Drinking plenty of water helps clean out toxins from the body, which may also benefit a person’s overall well-being.
Getting enough sleep
A 2013 study found that not getting enough sleep could alter the body’s hormonal balance. This imbalance contributes to overeating and weight gain.
The researchers noted that when the sleep-deprived participants switched to an adequate sleep schedule, they lost weight, which indicates that their hormones were brought back into balance.
Eating enough protein
A healthful diet should contain plenty of lean sources of protein, as they may help reduce cravings.
A study in the journal Obesity found that overweight men were able to reduce their cravings by up to 60 percent by getting 25 percent of their daily calorie intake from protein.
The same study found that a high protein diet helped reduce the desire for nighttime snacks by 50 percent.
Chewing gum keeps the mouth busy and may help reduce both sweet and salty cravings.
One study found a small but significant difference in sweet and salty snack consumption among people who chewed gum and those who did not.
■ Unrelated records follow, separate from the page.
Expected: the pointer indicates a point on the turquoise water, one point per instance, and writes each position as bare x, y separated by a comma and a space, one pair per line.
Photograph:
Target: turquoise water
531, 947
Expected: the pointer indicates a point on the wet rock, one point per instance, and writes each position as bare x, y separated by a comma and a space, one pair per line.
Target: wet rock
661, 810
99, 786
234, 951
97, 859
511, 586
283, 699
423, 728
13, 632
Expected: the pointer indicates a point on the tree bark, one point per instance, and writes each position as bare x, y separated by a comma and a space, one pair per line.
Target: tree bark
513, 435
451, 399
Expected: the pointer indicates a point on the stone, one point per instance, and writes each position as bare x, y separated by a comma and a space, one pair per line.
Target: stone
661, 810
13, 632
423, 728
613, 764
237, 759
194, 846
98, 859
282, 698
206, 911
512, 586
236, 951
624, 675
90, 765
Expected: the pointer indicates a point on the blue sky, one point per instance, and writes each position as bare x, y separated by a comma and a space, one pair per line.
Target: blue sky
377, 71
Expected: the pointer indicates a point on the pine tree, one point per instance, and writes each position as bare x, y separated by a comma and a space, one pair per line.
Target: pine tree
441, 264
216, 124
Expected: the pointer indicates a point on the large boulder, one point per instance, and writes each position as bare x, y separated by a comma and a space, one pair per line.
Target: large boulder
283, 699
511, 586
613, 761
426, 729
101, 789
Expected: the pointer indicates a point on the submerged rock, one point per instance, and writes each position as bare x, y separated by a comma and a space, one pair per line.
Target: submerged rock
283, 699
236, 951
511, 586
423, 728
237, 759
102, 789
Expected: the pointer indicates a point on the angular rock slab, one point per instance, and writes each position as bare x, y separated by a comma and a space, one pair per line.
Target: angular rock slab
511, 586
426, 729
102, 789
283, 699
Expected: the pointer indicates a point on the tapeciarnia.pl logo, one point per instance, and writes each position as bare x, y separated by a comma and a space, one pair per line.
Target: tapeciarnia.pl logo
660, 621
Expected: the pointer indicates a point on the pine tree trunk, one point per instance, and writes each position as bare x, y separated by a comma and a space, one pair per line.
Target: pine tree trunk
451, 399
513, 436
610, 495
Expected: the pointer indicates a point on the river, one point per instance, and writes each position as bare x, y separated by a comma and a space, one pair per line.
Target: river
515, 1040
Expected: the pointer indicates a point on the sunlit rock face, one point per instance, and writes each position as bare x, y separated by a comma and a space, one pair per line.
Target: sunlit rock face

Those who chewed gum rated themselves less hungry, had fewer cravings for snacks, and felt fuller than those who did not chew gum.
Changing the scenery
Replacing habits can be difficult, and some food cravings may be due to long-term habits. For instance, if someone gets fast food on their way home from work every day, this practice may reinforce their cravings.
In situations like these, it is best to start new habits. This can be as easy as taking a new route home from work or stopping at the park for a quick walk instead.
For cravings at home, it may help to take a walk around the block, take a shower, or even call a friend. These things may help distract a person from their craving long enough for it to subside.
A healthful diet does not include frequent hunger pangs. In fact, under-eating can make food cravings worse.
When the body is very hungry, it may crave more calorie-dense foods than usual, including fried and processed foods.
Instead of waiting for intense feelings of hunger, it is better to have a regular pattern of meals and healthful snacks planned throughout the day to avoid potential cravings.
For some people, completely avoiding the food they crave may make these cravings worse. This can lead to overeating or feeling miserable without that food. In this case, it may be better to satisfy the cravings with a small, portion-controlled treat.
It can help to put this treat at the end of a healthful habit, such as going for a walk or completing an exercise routine.
If a person is prone to binge eating, a better option is to replace the craving altogether.
How to replace cravings
In some cases, people can easily satisfy their food cravings by choosing a more nutritious option.
Alternatives for some of the most common foods that people crave include:
Potato chips: To avoid potato chips, replace them with a salty snack that is higher in healthy fats and protein, such as cashews and walnuts. Nuts are high in calories, however, and people should eat them in moderation. Popcorn is also a good replacement for potato chips.
Chocolate: Cravings for chocolate may be a need for magnesium, and some people find they can satisfy the craving by eating magnesium-rich foods, such as almonds. If nothing but chocolate will do, opt for dark, milk-free chocolate that contains at least 70 percent cocoa. The intensity of dark chocolate makes it easier to feel satisfied with less.
Candy or pastries: Sugar cravings can be easily satisfied with whole fruits, such as peaches, cherries, or melon. Keeping dried fruits, such as prunes or raisins, on hand may also be helpful for combatting cravings on the go.
Soda: Sparkling water with a squeeze of fruit juice or a slice of orange can replace a craving for soda. It provides a similar feeling to soda but has fewer calories and no caffeine.
Cheese: Cheese cravings may be helped beforehand by purchasing low-fat and low-sodium cheeses. Some people also like nutritional yeast on their food, which has a savory, cheesy flavor and fewer calories than cheese. Nutritional yeast is rich in B-complex vitamins and folic acid, and is often fortified with vitamin B12.